MEMPHIS, Tenn.--(BUSINESS WIRE)--Wright Medical Group, Inc. (NASDAQ: WMGI) today announced the closing of the transaction to divest its OrthoRecon business to MicroPort Scientific Corporation (HK: 0853) and its affiliates. The closing of the transaction occurred on January 9, 2014.
Robert Palmisano, president and chief executive officer of Wright Medical, stated, “With the divestiture of our OrthoRecon business, Wright’s transition to a high-growth, pure play global Extremities and Biologics company is complete. We will now be able to devote our full resources and attention towards accelerating growth opportunities in this area, including improving sales productivity, extending the global reach and penetration of our products in key international markets, pursuing targeted new business development opportunities, and improving gross margin and EBITDA. We believe this will enhance our ability to create significant shareholder value.”

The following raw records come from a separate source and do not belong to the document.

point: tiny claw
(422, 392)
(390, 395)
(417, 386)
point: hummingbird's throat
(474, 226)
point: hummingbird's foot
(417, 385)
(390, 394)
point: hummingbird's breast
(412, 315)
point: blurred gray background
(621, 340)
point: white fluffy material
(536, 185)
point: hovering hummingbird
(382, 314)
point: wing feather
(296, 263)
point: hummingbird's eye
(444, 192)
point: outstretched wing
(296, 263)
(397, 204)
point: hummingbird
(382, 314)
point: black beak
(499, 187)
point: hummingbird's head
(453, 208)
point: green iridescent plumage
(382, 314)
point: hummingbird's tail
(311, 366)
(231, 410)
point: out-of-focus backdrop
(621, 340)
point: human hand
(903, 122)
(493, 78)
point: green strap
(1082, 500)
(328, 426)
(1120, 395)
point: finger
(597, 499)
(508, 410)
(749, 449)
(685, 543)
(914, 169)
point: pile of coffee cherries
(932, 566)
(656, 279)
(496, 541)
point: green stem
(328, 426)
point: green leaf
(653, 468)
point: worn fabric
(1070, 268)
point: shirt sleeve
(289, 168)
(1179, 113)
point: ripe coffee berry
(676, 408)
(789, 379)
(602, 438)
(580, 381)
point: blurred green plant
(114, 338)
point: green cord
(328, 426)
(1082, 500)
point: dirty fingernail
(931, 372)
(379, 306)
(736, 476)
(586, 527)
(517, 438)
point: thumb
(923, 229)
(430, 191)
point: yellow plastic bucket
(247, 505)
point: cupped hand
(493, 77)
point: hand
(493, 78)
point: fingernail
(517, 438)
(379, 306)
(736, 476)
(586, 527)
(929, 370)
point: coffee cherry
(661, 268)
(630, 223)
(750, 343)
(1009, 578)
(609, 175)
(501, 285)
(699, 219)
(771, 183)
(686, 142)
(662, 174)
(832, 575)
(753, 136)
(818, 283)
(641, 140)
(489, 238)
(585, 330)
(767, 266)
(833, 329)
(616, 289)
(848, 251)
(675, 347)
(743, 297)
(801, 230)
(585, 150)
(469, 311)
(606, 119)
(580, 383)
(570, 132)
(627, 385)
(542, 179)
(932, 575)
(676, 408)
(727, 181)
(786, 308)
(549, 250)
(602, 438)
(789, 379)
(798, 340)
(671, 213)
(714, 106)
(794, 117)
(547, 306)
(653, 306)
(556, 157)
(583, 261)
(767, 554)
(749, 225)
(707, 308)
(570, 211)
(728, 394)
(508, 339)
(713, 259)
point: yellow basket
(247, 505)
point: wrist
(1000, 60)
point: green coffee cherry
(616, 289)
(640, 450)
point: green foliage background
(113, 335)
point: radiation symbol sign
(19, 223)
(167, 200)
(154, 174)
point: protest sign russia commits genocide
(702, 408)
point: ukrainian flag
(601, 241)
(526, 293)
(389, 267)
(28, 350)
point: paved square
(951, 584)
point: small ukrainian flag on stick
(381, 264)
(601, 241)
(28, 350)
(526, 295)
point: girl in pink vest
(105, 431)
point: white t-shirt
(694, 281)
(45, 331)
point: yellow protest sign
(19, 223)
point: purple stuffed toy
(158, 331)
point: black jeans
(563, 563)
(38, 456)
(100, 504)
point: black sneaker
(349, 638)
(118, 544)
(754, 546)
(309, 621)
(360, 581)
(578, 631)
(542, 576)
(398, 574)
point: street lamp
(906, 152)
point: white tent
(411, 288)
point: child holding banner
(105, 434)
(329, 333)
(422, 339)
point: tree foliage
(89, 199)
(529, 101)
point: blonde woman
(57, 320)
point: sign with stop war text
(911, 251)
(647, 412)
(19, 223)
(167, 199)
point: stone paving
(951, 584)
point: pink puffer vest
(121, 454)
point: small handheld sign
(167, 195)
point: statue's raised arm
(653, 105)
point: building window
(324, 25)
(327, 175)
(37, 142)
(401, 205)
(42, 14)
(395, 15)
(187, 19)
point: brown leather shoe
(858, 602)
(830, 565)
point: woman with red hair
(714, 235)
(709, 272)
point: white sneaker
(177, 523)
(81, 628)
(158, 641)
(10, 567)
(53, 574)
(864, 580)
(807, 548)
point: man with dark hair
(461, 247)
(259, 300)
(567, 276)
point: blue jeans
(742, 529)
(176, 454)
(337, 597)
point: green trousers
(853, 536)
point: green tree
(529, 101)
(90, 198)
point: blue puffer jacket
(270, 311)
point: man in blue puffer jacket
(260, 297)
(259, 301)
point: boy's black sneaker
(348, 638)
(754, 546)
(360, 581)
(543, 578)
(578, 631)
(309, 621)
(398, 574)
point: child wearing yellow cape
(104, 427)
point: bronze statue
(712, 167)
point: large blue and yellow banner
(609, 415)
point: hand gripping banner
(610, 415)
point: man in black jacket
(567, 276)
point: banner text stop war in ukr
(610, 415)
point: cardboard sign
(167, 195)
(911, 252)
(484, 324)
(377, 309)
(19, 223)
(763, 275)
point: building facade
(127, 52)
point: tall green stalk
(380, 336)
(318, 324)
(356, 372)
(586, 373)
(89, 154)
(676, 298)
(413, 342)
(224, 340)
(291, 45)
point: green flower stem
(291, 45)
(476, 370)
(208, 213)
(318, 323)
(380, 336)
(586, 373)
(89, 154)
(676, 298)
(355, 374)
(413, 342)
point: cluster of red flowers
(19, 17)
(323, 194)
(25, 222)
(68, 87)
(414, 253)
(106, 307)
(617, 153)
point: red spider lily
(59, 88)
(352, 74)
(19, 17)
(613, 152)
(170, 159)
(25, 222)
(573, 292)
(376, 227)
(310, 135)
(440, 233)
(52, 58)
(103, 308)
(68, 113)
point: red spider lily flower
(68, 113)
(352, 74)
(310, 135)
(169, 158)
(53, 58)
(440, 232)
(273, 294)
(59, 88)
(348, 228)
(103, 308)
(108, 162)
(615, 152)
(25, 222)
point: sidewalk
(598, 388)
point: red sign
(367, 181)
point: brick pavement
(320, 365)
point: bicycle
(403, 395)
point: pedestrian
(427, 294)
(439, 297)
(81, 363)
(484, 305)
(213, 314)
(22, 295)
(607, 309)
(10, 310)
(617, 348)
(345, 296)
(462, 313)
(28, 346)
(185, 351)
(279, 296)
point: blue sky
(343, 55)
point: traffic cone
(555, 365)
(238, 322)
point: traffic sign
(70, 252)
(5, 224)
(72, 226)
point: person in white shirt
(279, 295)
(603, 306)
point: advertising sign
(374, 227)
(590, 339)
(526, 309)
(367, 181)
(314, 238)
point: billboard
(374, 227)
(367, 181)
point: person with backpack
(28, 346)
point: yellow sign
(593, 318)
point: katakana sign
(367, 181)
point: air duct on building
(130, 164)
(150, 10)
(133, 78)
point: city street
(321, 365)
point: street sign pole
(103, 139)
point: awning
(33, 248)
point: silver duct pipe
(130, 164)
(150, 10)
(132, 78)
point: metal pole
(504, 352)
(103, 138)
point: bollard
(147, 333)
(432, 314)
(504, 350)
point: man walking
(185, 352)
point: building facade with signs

As a result of closing this transaction, the company plans to provide additional details regarding the financial impact of the transaction and 2014 financial guidance on its fourth quarter 2013 conference call, which is currently scheduled for February 24, 2014.
About Wright Medical
Wright Medical Group, Inc. is a specialty orthopaedic company that provides extremity and biologic solutions that enable clinicians to alleviate pain and restore their patients’ lifestyles. The company is the recognized leader of surgical solutions for the foot and ankle market, one of the fastest growing segments in medical technology, and markets its products in over 60 countries worldwide. For more information about Wright Medical, visit www.wmt.com.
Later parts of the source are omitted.